Me miró con indignación.

– ¿Por qué dice eso?

– Taverner tuvo una visita inesperada el lunes por la noche. Supongo que no sería usted, tratando de disuadirlo de hacer públicos sus secretos, o dejándolo fuera de combate prematuramente para poder llevarse sus…

Se puso de pie.

– ¡No aguanto más sus insinuaciones! El lunes no vine a Chicago, y que estuve aquí el jueves es su palabra contra la mía.

– Y la del FBI -dije en voz baja-. Creo que sus compañeros del Departamento de Justicia están escuchando mis conversaciones. O por lo menos enviaron a unos agentes que supieron desconectar mi sistema de alarma y abrir mis cerraduras. No sé si instalaron micrófonos ocultos, pero es muy posible… Debería preguntarles si han grabado nuestra conversación.

Se puso blanco, luego rojo.

– ¿Ha grabado esta conversación sin avisarme?

– No, Bayard. Escuche atentamente lo que le digo. Le estoy informando de que el fiscal del distrito, cuyos métodos tanto aplaude usted, puede que esté grabando mis conversaciones. La razón es que creen que conozco el paradero de Benjamin Sadawi. O porque Marcus Whitby sabía lo que había en los archivos de Olin Taverner y esperan que yo lo averigüe. O porque están interesadísimos en saber lo que piensa y dice un ciudadano de a pie. Usted elige.

Bayard paseó la mirada por la habitación, nervioso, sopesando dónde podrían haber colocado un micrófono. Al igual que yo, parecía encontrar infinitas posibilidades.

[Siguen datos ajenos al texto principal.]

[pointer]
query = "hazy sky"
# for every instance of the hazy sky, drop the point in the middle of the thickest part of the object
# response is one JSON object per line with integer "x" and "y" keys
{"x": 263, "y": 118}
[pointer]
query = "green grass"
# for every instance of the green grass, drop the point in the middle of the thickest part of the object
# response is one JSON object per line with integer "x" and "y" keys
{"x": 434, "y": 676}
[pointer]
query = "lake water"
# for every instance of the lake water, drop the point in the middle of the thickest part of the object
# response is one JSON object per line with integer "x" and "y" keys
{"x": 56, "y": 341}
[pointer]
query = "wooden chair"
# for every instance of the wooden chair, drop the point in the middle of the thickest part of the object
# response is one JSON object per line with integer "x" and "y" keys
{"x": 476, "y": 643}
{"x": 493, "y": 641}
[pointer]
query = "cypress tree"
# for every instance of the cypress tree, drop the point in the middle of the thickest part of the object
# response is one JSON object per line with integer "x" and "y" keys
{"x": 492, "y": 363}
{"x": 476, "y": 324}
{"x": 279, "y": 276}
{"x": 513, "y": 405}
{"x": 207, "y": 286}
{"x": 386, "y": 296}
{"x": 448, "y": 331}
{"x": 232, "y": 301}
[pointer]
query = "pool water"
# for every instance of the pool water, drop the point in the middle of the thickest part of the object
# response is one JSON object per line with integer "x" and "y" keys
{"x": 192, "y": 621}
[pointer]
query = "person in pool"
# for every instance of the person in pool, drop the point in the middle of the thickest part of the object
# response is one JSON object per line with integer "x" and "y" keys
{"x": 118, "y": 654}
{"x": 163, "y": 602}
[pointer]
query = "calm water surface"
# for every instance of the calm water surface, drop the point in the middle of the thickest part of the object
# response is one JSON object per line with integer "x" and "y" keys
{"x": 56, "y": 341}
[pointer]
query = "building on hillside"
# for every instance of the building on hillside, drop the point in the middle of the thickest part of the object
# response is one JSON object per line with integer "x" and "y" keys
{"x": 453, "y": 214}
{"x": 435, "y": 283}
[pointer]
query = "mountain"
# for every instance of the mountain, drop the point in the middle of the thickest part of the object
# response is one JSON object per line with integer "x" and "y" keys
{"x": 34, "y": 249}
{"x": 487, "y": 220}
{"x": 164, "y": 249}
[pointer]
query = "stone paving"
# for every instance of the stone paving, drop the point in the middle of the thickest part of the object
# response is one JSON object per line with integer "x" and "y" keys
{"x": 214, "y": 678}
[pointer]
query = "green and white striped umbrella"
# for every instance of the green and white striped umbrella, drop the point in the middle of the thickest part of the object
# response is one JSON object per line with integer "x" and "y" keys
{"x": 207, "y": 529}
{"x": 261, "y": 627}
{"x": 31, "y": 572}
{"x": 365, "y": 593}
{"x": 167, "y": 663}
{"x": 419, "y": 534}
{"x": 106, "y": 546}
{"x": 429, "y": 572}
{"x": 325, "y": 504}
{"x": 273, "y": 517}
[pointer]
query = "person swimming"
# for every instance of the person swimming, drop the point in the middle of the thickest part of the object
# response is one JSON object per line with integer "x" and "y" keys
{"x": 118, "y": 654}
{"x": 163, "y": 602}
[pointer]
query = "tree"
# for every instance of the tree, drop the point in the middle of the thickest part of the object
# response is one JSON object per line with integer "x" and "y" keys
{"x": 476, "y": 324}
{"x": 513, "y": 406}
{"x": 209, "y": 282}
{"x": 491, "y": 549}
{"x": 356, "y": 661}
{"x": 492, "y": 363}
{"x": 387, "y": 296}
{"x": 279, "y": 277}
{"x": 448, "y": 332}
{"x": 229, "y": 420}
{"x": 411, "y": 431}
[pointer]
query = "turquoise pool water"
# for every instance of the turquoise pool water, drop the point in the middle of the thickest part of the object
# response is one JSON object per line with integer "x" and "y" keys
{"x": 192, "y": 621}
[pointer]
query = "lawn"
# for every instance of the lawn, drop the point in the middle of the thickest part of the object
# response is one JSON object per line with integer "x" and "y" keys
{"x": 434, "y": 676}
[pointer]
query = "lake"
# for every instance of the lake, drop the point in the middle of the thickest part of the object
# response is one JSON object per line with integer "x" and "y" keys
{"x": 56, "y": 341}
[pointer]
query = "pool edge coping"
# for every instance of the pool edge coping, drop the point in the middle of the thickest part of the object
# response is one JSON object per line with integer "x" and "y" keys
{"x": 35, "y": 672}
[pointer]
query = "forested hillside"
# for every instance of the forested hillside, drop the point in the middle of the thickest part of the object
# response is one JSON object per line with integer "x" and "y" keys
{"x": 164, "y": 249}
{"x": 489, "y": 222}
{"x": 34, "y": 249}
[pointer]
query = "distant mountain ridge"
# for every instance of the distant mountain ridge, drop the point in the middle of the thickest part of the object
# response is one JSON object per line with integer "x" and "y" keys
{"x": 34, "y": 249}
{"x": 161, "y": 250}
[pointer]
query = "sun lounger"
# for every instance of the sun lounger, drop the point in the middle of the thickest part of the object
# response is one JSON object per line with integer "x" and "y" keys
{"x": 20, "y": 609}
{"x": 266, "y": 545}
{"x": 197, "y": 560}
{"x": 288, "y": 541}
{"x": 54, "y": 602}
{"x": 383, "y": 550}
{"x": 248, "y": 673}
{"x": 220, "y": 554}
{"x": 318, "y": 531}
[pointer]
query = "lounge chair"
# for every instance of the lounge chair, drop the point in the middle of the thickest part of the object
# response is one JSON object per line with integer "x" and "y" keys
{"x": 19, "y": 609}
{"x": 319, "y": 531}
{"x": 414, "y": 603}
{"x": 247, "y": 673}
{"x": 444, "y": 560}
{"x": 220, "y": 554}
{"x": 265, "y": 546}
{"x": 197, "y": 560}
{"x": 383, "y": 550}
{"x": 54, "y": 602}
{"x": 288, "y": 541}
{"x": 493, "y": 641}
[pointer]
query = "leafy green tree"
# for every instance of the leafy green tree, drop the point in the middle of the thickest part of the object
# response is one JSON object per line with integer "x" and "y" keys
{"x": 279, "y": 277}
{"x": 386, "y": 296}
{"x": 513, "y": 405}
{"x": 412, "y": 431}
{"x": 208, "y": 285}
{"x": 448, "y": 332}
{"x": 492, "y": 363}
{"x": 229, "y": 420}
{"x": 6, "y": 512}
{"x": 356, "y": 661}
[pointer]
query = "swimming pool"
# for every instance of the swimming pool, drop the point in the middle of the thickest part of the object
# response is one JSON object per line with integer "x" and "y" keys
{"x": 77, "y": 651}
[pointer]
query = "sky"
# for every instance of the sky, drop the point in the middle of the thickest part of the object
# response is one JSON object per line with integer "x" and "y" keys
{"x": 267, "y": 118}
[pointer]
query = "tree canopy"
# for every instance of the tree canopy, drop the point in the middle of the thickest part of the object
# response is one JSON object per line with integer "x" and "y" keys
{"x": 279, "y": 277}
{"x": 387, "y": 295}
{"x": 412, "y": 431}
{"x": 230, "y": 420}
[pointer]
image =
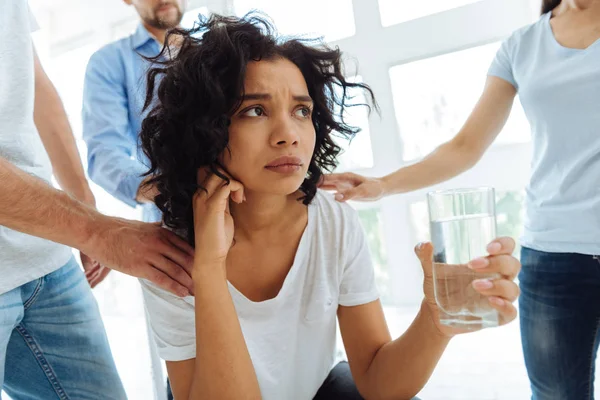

– ¡Y usted es una de las personas que mi madre ha dejado entrar en la vida de mi hija! Por Dios… Catherine se viene conmigo a Washington.

– Eso podría ser una conversación interesante -dije con sequedad-. Y ya que estamos, ¿por qué dejó a Catherine con su abuela?

– Era más fácil -musitó-. Cuando mi mujer murió, le pedí a mi madre que se hiciera cargo de Catherine. Pensé… supuse que Catherine crecería viendo la hipocresía política de sus abuelos, tal como me había ocurrido a mí, pero también se beneficiaría de vivir en New Solway en un entorno estable. Pero debería haber imaginado que más fácil nunca quiere decir mejor. A partir de ahora haré las cosas escogiendo el camino más difícil. -Se levantó con tal brusquedad que la silla cayó hacia atrás y se estrelló contra la mesa de centro-. Y el primer cambio que haré será prohibirle a mi hija que hable con usted. No permitiré que la siga mezclando con terroristas.

– Yo no la he mezclado con terroristas. La conocí de la misma forma en que lo conocí a usted: cuando entraba ilegalmente en una casa. Si tuviera una hija, no la dejaría ir con usted; no me gustaría que pensara que se puede ir contra la ley sólo porque uno es rico y poderoso. -Me lanzó una mirada fulminante, con esa cara cuadrada tan parecida a la de Renee -. Probablemente querrá volver al hospital -dije, poniéndome de pie-. No le contaré a Catherine la conversación que hemos mantenido. No voy a jurarlo por mi honor, porque ambos sabemos que un liberal no tiene, pero me importa la imagen que una chica tiene de sus padres. Por alguna razón, su hija parece quererlo.